From England to Connecticut

Overview: In this lesson students connect the names of towns in Connecticut or Massachusetts to towns in England. From their observations, they conclude that New England was settled by people from England.

Focusing Questions

Where did the first European settlers come from?

Topical Understandings

The first European settlers in New England came from England

Background Information

Why did settlers come to New Hampshire and Vermont, and where did they come from?


English Towns (Handout B)
Connecticut Town


Part 1: New England in Old England

  1. Pass out worksheet – Map of England (English Towns (Handout B)
  2. Have students label the map “NEW ENGLAND IN OLD ENGLAND” Look. Do some of these names seem familiar?
  3. Next, have them mark the four directions on the map: NORTH at the top, SOUTH at the bottom, WEST left, and EAST right.
    • In the southeast corner of England find LONDON and color it YELLOW.
    • North of London – along the coast search for NORWICH and color it BLUE.
    • Southwest of Norwich find THETFORD and color it PURPLE.
    • Southwest of Thetford, find ENFIELD. Color it ORANGE.
    • Follow the coastline moving south and then west from London. Can you find LYME and color it BROWN?
    • Between Lyme and London look for WINDSOR and color it RED.
    • Further north find HARTFORD and color it PINK.

Most of these towns and cities were founded between the years 1000 – 1200 AD, five hundred years before English Colonists traveled to and colonized New England. Some of these are originally “native” place names – indicating specific natural settings.

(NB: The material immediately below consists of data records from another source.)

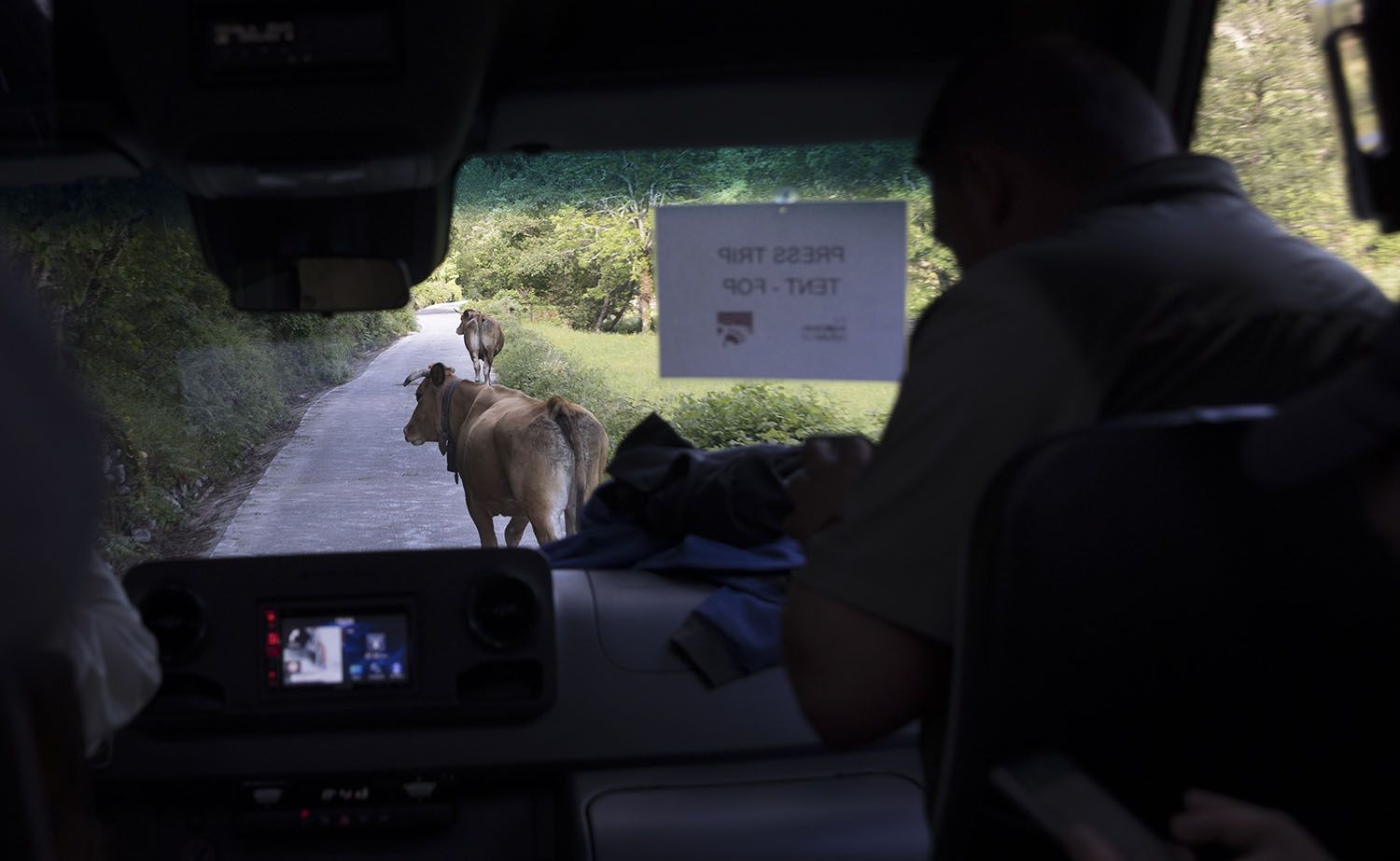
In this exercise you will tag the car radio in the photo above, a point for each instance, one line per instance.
(442, 636)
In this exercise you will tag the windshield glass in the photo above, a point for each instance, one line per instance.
(235, 433)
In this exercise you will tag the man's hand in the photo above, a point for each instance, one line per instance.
(1211, 819)
(832, 466)
(1262, 835)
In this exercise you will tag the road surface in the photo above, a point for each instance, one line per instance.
(346, 480)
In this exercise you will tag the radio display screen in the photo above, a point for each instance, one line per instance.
(350, 650)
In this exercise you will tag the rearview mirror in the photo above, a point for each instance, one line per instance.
(1357, 38)
(322, 285)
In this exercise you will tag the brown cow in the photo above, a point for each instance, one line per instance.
(525, 458)
(484, 340)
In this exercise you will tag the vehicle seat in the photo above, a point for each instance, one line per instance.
(1133, 601)
(44, 783)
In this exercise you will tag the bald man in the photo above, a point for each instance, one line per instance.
(1105, 273)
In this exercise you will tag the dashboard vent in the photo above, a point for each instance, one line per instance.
(503, 611)
(176, 618)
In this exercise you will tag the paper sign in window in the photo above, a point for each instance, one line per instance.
(781, 291)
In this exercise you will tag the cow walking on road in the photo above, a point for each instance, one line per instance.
(484, 340)
(517, 455)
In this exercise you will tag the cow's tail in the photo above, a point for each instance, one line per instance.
(562, 411)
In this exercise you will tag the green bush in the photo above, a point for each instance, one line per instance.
(752, 413)
(534, 366)
(434, 293)
(185, 385)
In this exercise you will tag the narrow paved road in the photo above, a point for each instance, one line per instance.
(346, 480)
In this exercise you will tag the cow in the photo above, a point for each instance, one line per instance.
(484, 340)
(517, 455)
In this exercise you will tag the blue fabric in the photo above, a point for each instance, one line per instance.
(747, 611)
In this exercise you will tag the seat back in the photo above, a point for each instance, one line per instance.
(1133, 601)
(45, 801)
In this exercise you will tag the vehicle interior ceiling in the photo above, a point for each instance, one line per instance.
(571, 731)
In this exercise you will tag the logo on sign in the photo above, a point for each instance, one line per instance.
(735, 326)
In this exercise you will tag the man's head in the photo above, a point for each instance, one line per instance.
(1022, 132)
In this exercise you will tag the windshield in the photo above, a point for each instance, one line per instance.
(230, 433)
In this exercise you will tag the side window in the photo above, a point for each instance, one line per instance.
(1267, 109)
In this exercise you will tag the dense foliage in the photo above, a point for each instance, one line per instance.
(752, 413)
(188, 386)
(185, 383)
(576, 231)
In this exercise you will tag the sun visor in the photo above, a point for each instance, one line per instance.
(338, 254)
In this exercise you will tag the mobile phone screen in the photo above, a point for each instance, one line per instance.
(1060, 797)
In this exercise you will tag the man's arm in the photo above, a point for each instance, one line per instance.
(868, 625)
(857, 676)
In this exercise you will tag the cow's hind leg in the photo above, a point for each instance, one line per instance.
(484, 525)
(543, 522)
(515, 530)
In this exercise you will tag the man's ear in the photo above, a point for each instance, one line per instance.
(986, 185)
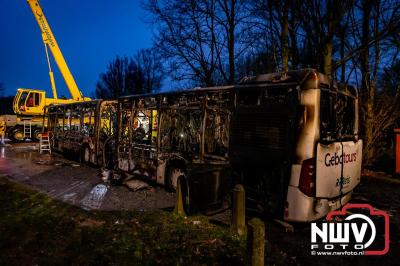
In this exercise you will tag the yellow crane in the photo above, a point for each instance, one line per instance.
(29, 104)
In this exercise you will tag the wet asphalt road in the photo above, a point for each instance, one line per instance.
(74, 183)
(81, 185)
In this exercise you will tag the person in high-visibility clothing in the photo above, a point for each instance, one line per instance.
(2, 130)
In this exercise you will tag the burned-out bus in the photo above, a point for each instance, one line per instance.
(290, 138)
(85, 129)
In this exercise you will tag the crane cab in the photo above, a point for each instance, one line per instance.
(29, 102)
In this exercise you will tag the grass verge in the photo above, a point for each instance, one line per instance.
(34, 229)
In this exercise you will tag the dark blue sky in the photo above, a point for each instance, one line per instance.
(90, 34)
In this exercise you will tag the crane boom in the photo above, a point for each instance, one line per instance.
(51, 43)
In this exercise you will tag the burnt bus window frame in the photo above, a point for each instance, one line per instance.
(337, 115)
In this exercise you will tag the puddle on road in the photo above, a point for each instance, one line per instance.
(69, 197)
(94, 199)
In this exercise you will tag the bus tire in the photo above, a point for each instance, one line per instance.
(37, 134)
(17, 135)
(85, 155)
(182, 179)
(173, 174)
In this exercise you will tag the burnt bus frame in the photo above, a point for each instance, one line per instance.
(81, 141)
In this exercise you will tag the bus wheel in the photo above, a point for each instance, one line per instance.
(37, 134)
(17, 135)
(185, 193)
(86, 155)
(172, 178)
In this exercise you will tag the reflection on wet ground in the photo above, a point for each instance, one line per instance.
(74, 183)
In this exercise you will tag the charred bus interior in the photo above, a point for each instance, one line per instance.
(86, 129)
(256, 133)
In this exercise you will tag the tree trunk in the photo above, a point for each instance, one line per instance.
(368, 91)
(284, 36)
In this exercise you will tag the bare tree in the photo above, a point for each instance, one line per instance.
(122, 77)
(201, 40)
(151, 67)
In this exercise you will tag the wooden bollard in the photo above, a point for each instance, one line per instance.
(238, 211)
(179, 210)
(255, 242)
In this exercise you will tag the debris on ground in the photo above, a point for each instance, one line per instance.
(136, 185)
(94, 199)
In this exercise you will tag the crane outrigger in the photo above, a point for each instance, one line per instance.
(29, 104)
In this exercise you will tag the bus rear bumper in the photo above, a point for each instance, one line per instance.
(301, 208)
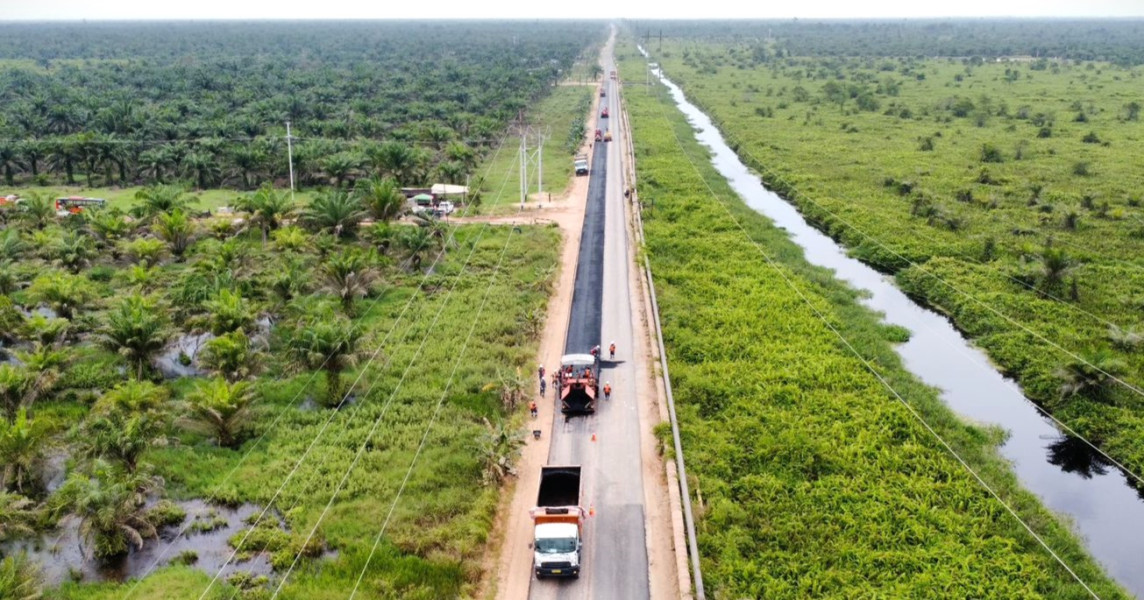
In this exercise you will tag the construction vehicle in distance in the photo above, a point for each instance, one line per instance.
(578, 383)
(557, 523)
(581, 164)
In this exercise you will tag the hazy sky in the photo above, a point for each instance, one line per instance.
(246, 9)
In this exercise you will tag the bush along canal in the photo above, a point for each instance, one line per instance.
(1070, 476)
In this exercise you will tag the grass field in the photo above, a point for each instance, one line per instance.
(810, 480)
(557, 115)
(1006, 194)
(433, 546)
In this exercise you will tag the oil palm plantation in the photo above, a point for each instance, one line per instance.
(136, 331)
(21, 452)
(336, 212)
(1094, 376)
(229, 312)
(231, 356)
(267, 208)
(177, 230)
(348, 276)
(63, 292)
(111, 506)
(220, 409)
(331, 345)
(382, 198)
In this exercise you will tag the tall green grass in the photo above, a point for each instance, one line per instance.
(810, 479)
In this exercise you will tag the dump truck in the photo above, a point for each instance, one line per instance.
(581, 164)
(578, 383)
(557, 523)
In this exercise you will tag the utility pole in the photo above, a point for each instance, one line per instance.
(290, 155)
(524, 162)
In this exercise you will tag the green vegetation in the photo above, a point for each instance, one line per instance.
(558, 115)
(1005, 194)
(810, 479)
(419, 102)
(269, 305)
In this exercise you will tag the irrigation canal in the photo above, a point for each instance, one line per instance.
(1105, 508)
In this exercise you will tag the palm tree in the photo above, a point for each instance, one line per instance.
(132, 396)
(17, 518)
(267, 208)
(120, 435)
(63, 292)
(220, 409)
(291, 238)
(73, 251)
(1094, 376)
(1054, 265)
(44, 364)
(38, 211)
(336, 212)
(15, 386)
(510, 386)
(499, 447)
(230, 356)
(157, 199)
(21, 452)
(341, 166)
(109, 227)
(145, 251)
(135, 330)
(382, 198)
(20, 578)
(331, 345)
(394, 159)
(111, 506)
(348, 276)
(177, 230)
(415, 241)
(12, 246)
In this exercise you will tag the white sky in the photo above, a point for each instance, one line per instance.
(261, 9)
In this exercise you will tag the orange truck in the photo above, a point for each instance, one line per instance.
(557, 523)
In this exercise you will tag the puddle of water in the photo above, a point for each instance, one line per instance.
(1069, 478)
(171, 364)
(63, 555)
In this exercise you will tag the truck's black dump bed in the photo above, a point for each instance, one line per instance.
(558, 487)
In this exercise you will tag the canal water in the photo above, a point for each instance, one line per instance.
(1065, 473)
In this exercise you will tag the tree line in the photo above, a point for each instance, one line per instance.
(206, 103)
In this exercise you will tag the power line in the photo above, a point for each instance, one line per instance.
(866, 363)
(334, 412)
(298, 395)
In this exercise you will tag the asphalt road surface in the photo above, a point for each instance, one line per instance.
(606, 444)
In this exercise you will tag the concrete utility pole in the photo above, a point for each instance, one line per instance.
(290, 155)
(524, 164)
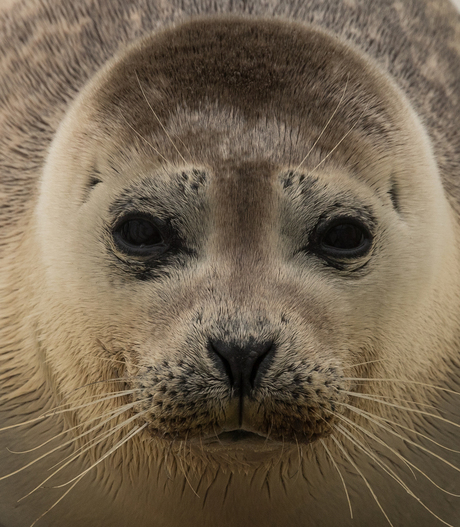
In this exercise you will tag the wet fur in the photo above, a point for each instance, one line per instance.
(235, 161)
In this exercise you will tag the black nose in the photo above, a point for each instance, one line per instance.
(241, 363)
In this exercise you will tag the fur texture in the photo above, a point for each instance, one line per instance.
(243, 132)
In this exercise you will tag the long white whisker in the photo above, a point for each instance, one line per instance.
(345, 453)
(395, 423)
(76, 456)
(58, 412)
(340, 142)
(134, 432)
(325, 126)
(55, 503)
(369, 417)
(111, 413)
(341, 477)
(413, 410)
(404, 381)
(159, 122)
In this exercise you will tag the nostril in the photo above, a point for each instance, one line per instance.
(225, 364)
(257, 363)
(240, 362)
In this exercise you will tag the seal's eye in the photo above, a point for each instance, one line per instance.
(141, 236)
(344, 238)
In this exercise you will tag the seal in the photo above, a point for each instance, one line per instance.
(230, 271)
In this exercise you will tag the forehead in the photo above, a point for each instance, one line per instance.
(270, 84)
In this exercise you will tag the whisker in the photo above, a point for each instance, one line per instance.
(111, 413)
(404, 381)
(144, 139)
(364, 363)
(53, 450)
(380, 398)
(325, 126)
(80, 451)
(160, 123)
(392, 405)
(406, 440)
(395, 423)
(56, 502)
(118, 412)
(183, 469)
(408, 490)
(389, 471)
(353, 464)
(341, 477)
(341, 140)
(131, 434)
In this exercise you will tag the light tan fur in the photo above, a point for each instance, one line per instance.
(244, 133)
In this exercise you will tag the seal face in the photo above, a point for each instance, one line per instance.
(232, 241)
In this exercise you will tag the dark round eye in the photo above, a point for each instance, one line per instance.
(345, 238)
(141, 236)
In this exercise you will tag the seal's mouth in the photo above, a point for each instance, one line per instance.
(236, 436)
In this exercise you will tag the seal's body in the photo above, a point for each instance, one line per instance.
(230, 271)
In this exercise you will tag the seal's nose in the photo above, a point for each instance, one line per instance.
(241, 363)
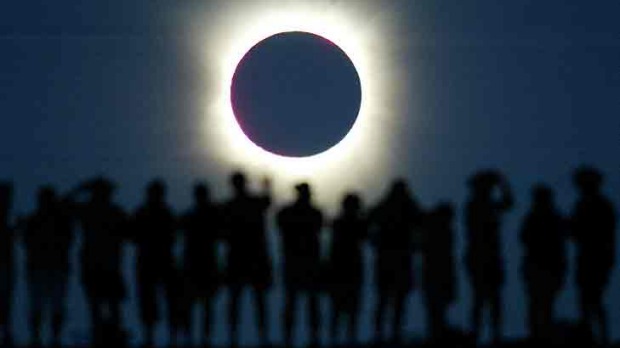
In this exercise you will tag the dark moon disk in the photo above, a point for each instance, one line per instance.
(296, 94)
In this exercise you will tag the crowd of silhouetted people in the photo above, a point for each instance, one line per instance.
(396, 227)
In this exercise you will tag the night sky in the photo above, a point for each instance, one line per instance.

Can you decode the language of one or more of these place names? “Thet” = a river in England; “ford” = river crossing “Nor” = abbreviation for north; “wich” = a village “En” = short for end; “field” is self-explanatory

Now let’s look how colonists tried to replicate Old England in New England

Part 2: Old England in New England
Note: this lesson works best for the Upper Connecticut River Valley. 

  1. Pass out a map of Connecticut towns.
  2. Have students label the map: COLONIZATION IN CONNECTICUT
  3. Next have them label the four directions on the map of Connecticut: write NORTH at the top of the map, SOUTH at the bottom, WEST to the left of the map, and EAST to the right.
    • Connecticut was colonized in 1636. You can see the Abenaki heritage in the name Connecticut, meaning “long tidal river;” as well as the transition of “old” England into New England in the transparent naming of ‘New London.’ Find NEW LONDON on the jagged southern coastline and color that city YELLOW.
    • Upstream from New London search for NORWICH, Connecticut and color that town in BLUE.
    • Two towns west of Norwich find LEBANON, Connecticut and color it PURPLE.
    • Northeast of Norwich can you find PLAINFIELD, Connecticut? Color it ORANGE.
    • Follow the coastline west from New London. Can you find LYME, Connecticut and color it BROWN?
    • Now try to place your fingertip in the center of the state of Connecticut. Can you find Wethersfield, Hartford and Windsor all in a row? Color WEATHERSFIELD in GREEN.
    • Now color HARTFORD in PINK…
    • And finally, color WINDSOR in RED.

Closing discussions:

How did the colonists name their ‘new ‘communities? Why do you think they named them in this fashion? Some names were clearly for places…New London from London Others were named for powerful people… Bennington, VT from Governor Benning Wentworth; OR Or to honor / receive favor from the landed gentry / nobility… Thetford, from the Viscount of Thetford Orford, from the Earl of Orford How did the colonial way of naming differ from the way natives named places? And why?